Agreed, this is what makes evaluating this very hard. A 1700 Elo chess player would never make an illegal move, let alone have 12% illegal moves.

So from the model's perspective, we have at the same time display of both brilliancy (most 1700 chess players would not be able to solve as many puzzles by looking just at the FEN notation) and on the other side complete lack of any understanding of what is it trying to do from a fundamental, human-reasoning level.

That's because LLM does not reason. For me, as a layman, that seems strange that they don't wire some kind of Prolog engine to fill the gap, (like they wired Python to fill the gap in arithmetic) but probably it's not that easy.
Prolog doesn’t reason either, it does a simple brute force search over all possible states of your code and if that’s not fast enough it can table (cache, memoize) previous states.

People build reasoning engines from it, in the same way they do with Python and LISPs.

What do you mean by “an LLM doesn’t reason”?
I mean that it does not follow basic logic rules when constructing its thoughts. For many tasks they'll get it right, however it's not that hard to find a task for which LLM will yield obviously logically wrong answer. That would be impossible for human with basic reasoning.
I disagree, but I don’t have a cogent argument yet. So I can’t really refute you.

What I can say is, I think there’s a very important disagreement here and it divides nerds into two camps. The first think LLMs can reason, the second don’t.

It’s very important to resolve this debate, because if the former are correct then we are likely very close to AGI historically speaking (<10 years). If not, then this is just a stepwise improvement and we will now plateaux until the next level of sophistication of model or computer power etc is achieved.

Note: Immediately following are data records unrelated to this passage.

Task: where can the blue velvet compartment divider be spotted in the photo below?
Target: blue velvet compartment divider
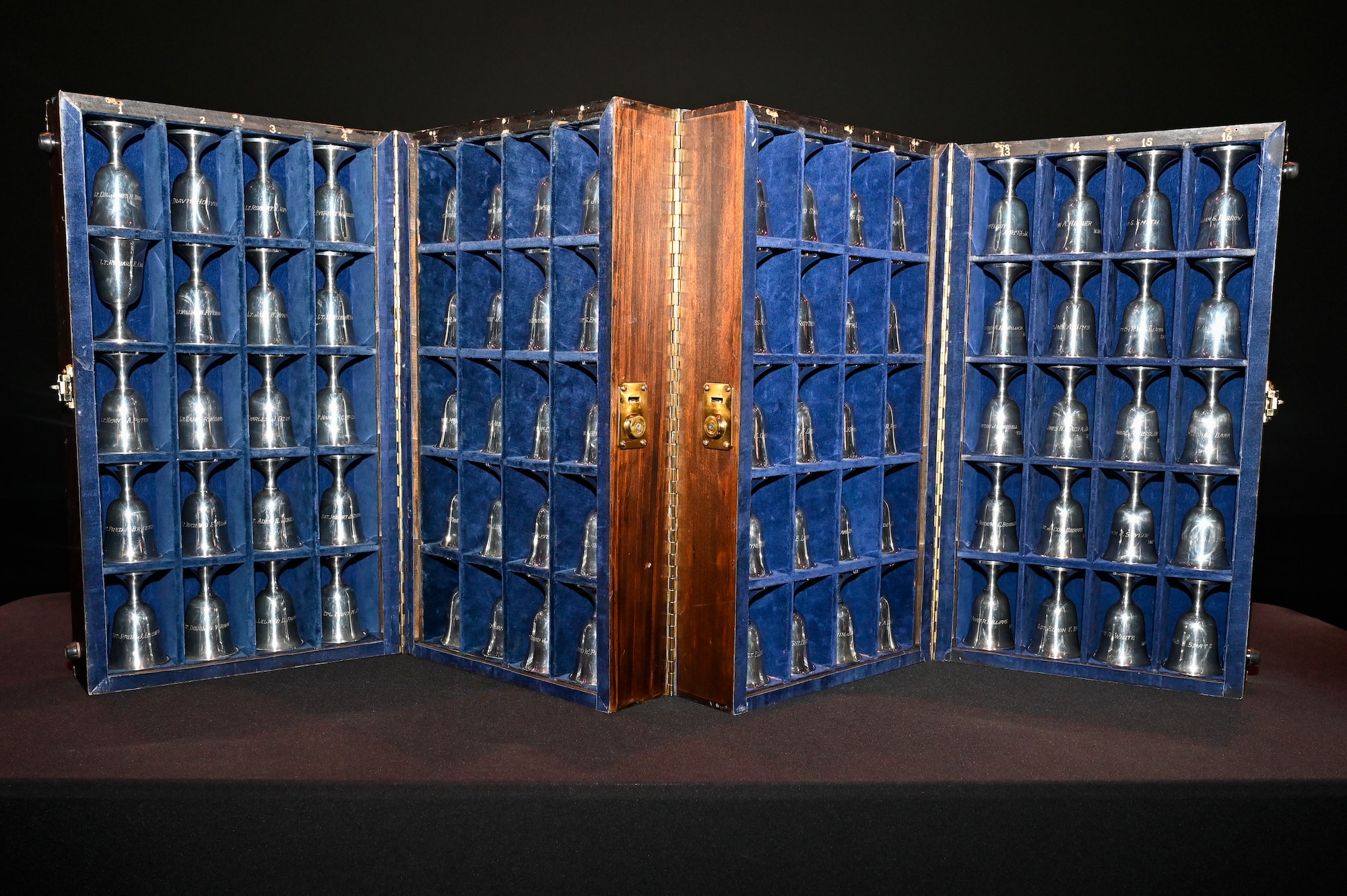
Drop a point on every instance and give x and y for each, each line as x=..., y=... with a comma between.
x=1163, y=591
x=539, y=277
x=164, y=467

I think a lot of very smart people are in the second camp. But they are biased by their overestimation of human cognition. And that bias might be causing them to misjudge the most important innovation in history. An innovation that will certainly be more impactful than the steam engine and may be more dangerous than the atomic bomb.

We should really resolve this argument asap so we can all either breathe a sigh of relief or start taking the situation very very seriously.

I'm actually in the first camp. For I believe that our brains is really LLM on steroids and logic rules are just in our "prompt".

What we need is a LLM that will iterate over its output until it feels that it's correct. Right now LLM output is like random thought in my mind. Which might be true or not. Before writing forum post I'd think it twice. And may be I'll rewrite the post before submitting it. And when I'm solving a complex problem, it might take weeks and thousands of iterations. Even reading math proof might take a lot of effort. LLM should learn to do it. I think that's the key to imitating human intelligence.

my guess is -- the probabilistic engine does sequence variation and it just will not do anything else.. so a simple A->B sort of logic is elusive at a deep level; secondly the adaptive and very broad kinds of questions and behaviors it handles, also make it difficult to write logic that could correct defective answers to simple logic.